An exchange’s abnormal trading during a FLOW incident increased risk for users. After depositing 150 million FLOW tokens, the account converted a large portion to BTC, withdrawing over $5 million, highlighting AML/KYC flaws and causing a significant FLOW price drop.
Flow Foundation reported on December 27, 2025, a vulnerability affected the FLOW token, with suspect trading activity at an unnamed exchange leading to a user risk shift.
A massive deposit of 150 million FLOW tokens to a compromised exchange occurred soon after the vulnerability was identified. This led to significant conversion to BTC, resulting in a withdrawal of over $5 million before suspending network activities.
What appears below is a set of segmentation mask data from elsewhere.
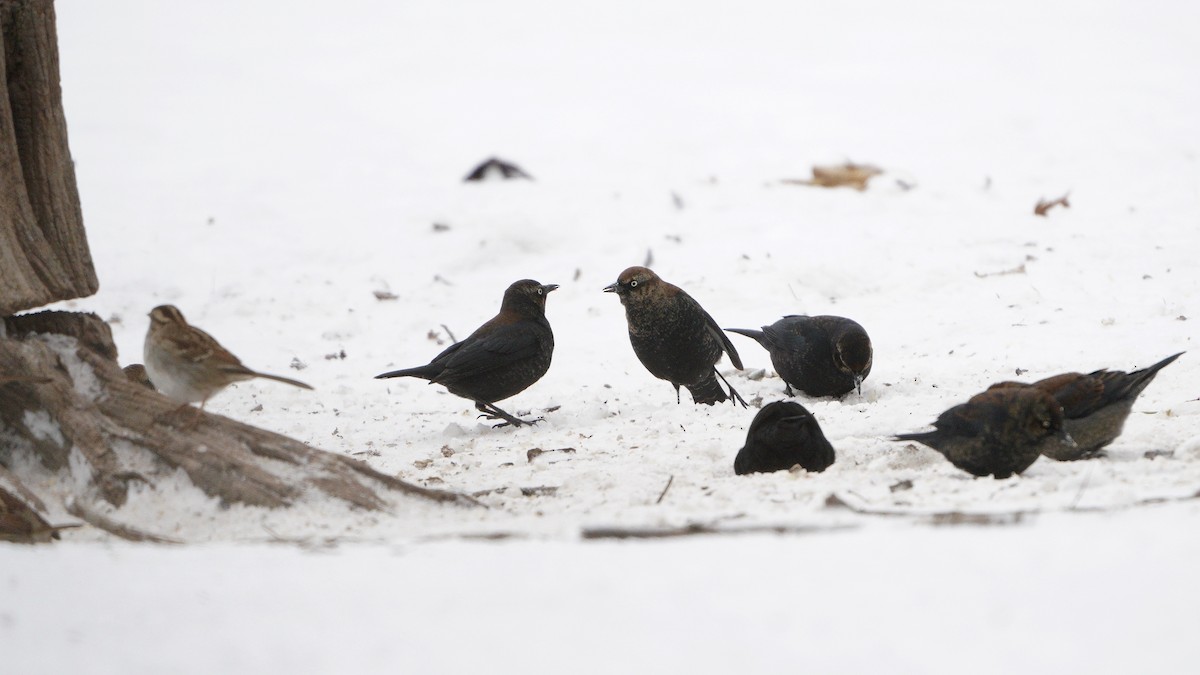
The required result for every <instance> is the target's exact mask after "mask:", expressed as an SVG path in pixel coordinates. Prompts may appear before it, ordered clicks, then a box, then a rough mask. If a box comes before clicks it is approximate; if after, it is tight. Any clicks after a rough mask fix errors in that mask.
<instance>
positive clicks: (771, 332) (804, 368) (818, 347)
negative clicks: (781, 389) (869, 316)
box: [726, 315, 872, 396]
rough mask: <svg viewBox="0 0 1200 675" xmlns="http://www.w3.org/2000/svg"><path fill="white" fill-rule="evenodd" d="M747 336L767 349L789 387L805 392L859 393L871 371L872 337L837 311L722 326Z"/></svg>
mask: <svg viewBox="0 0 1200 675" xmlns="http://www.w3.org/2000/svg"><path fill="white" fill-rule="evenodd" d="M726 330H728V331H731V333H738V334H740V335H745V336H746V337H752V339H754V340H755V341H757V342H758V344H760V345H762V347H763V348H764V350H767V352H769V353H770V364H772V365H773V366H775V372H779V376H780V377H782V378H784V382H785V383H786V386H787V395H788V396H792V395H794V394H793V392H792V387H796V388H797V389H799V390H800V392H804V393H805V394H808V395H810V396H841V395H844V394H847V393H850V392H851V390H853V389H858V393H859V394H862V393H863V380H866V376H868V375H870V374H871V357H872V351H871V339H870V337H868V335H866V331H865V330H863V327H862V325H859V324H858V323H857V322H853V321H851V319H848V318H844V317H840V316H797V315H791V316H785V317H784V318H781V319H779V321H776V322H775V323H773V324H770V325H763V327H762V330H750V329H746V328H726Z"/></svg>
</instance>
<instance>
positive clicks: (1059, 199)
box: [1033, 192, 1070, 217]
mask: <svg viewBox="0 0 1200 675" xmlns="http://www.w3.org/2000/svg"><path fill="white" fill-rule="evenodd" d="M1069 196H1070V192H1067V193H1066V195H1063V196H1062V197H1058V198H1057V199H1050V201H1049V202H1048V201H1046V199H1045V198H1038V203H1037V205H1036V207H1033V215H1039V216H1043V217H1044V216H1045V215H1046V211H1049V210H1050V209H1052V208H1055V207H1062V208H1064V209H1069V208H1070V202H1068V201H1067V197H1069Z"/></svg>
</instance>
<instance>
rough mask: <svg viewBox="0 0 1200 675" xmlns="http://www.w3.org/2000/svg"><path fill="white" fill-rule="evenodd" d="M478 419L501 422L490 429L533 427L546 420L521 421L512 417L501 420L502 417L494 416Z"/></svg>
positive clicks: (489, 414) (495, 424)
mask: <svg viewBox="0 0 1200 675" xmlns="http://www.w3.org/2000/svg"><path fill="white" fill-rule="evenodd" d="M479 417H486V418H487V419H500V420H502V422H500V423H499V424H493V425H492V429H500V428H502V426H533V425H535V424H538V423H539V422H545V420H546V418H544V417H539V418H536V419H521V418H520V417H512V418H508V419H505V418H502V417H497V416H494V414H481V416H479Z"/></svg>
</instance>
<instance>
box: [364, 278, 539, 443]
mask: <svg viewBox="0 0 1200 675" xmlns="http://www.w3.org/2000/svg"><path fill="white" fill-rule="evenodd" d="M556 288H558V286H556V285H553V283H546V285H544V283H539V282H536V281H533V280H532V279H522V280H521V281H516V282H514V283H512V285H511V286H509V288H508V289H506V291H505V292H504V300H503V301H502V303H500V313H498V315H496V316H494V317H493V318H492V319H490V321H488V322H487V323H485V324H484V325H480V327H479V328H478V329H475V331H474V333H472V334H470V335H468V336H467V337H466V339H464V340H462V341H458V342H455V344H454V345H450V346H449V347H446V348H445V351H443V352H442V353H440V354H438V356H436V357H433V360H432V362H430V363H428V364H427V365H422V366H418V368H407V369H403V370H392V371H390V372H384V374H383V375H377V376H376V380H383V378H386V377H420V378H421V380H428V381H430V383H431V384H433V383H437V384H442V386H444V387H445V388H446V389H448V390H449V392H450V393H451V394H454V395H456V396H462V398H463V399H470V400H472V401H475V408H478V410H479V411H480V412H482V413H484V414H482V416H481V417H486V418H488V419H503V420H504V422H503V423H500V424H498V425H497V426H504V425H508V424H511V425H514V426H521V425H522V424H532V422H527V420H523V419H520V418H517V417H514V416H511V414H509V413H506V412H504V411H503V410H500V408H498V407H496V401H503V400H504V399H508V398H509V396H512V395H516V394H518V393H521V392H523V390H524V389H526V388H528V387H529V386H530V384H533V383H534V382H536V381H538V380H540V378H541V376H542V375H545V374H546V371H547V370H548V369H550V359H551V356H552V354H553V353H554V334H553V333H552V331H551V329H550V322H548V321H546V294H547V293H550V292H551V291H553V289H556Z"/></svg>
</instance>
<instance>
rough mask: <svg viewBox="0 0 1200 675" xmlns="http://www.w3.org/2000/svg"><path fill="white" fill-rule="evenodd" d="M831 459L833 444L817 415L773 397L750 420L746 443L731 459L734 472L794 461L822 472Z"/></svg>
mask: <svg viewBox="0 0 1200 675" xmlns="http://www.w3.org/2000/svg"><path fill="white" fill-rule="evenodd" d="M833 461H834V452H833V446H830V444H829V441H827V440H826V437H824V434H822V432H821V425H820V424H817V420H816V418H815V417H812V414H811V413H810V412H809V411H806V410H804V406H802V405H800V404H797V402H796V401H775V402H773V404H767V405H766V406H763V408H762V410H761V411H758V414H756V416H755V417H754V422H751V423H750V430H749V431H748V432H746V444H745V446H744V447H743V448H742V449H740V450H738V456H737V459H734V460H733V472H734V473H737V474H738V476H743V474H746V473H769V472H772V471H784V470H786V468H791V467H793V466H796V465H800V466H803V467H804V468H805V470H806V471H814V472H821V471H824V470H826V468H829V466H830V465H832V464H833Z"/></svg>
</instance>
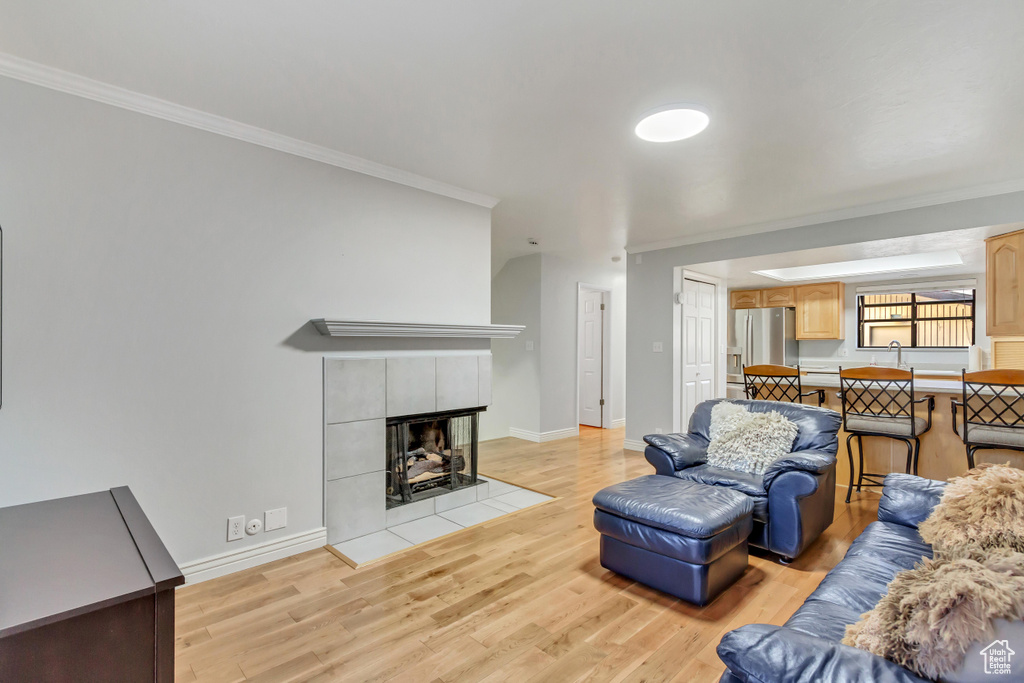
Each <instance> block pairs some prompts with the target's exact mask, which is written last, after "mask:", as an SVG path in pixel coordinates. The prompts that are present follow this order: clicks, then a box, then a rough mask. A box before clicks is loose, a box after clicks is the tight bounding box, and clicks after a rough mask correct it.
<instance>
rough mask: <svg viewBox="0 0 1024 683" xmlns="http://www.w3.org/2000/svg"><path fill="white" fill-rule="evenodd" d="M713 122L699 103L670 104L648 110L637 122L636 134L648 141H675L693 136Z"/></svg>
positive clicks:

South Korean exchanges suspended transactions, seeking to secure user assets and stabilize operations.
The event impacted the cryptocurrency market, spotlighting AML/KYC flaws at the implicated exchange. FLOW’s price dropped sharply to $0.079, reflecting a sudden lack of confidence and significant market impact.
Financial implications of the incident are profound, with sharp FLOW price drops and affected user trust. Many tokens were fraudulently converted to BTC, exacerbating concerns.
The breach raises concerns about regulatory compliance in cryptocurrency exchanges. It highlights the urgent need for improved security protocols and more robust user protection measures to avoid fraud and illicit activity.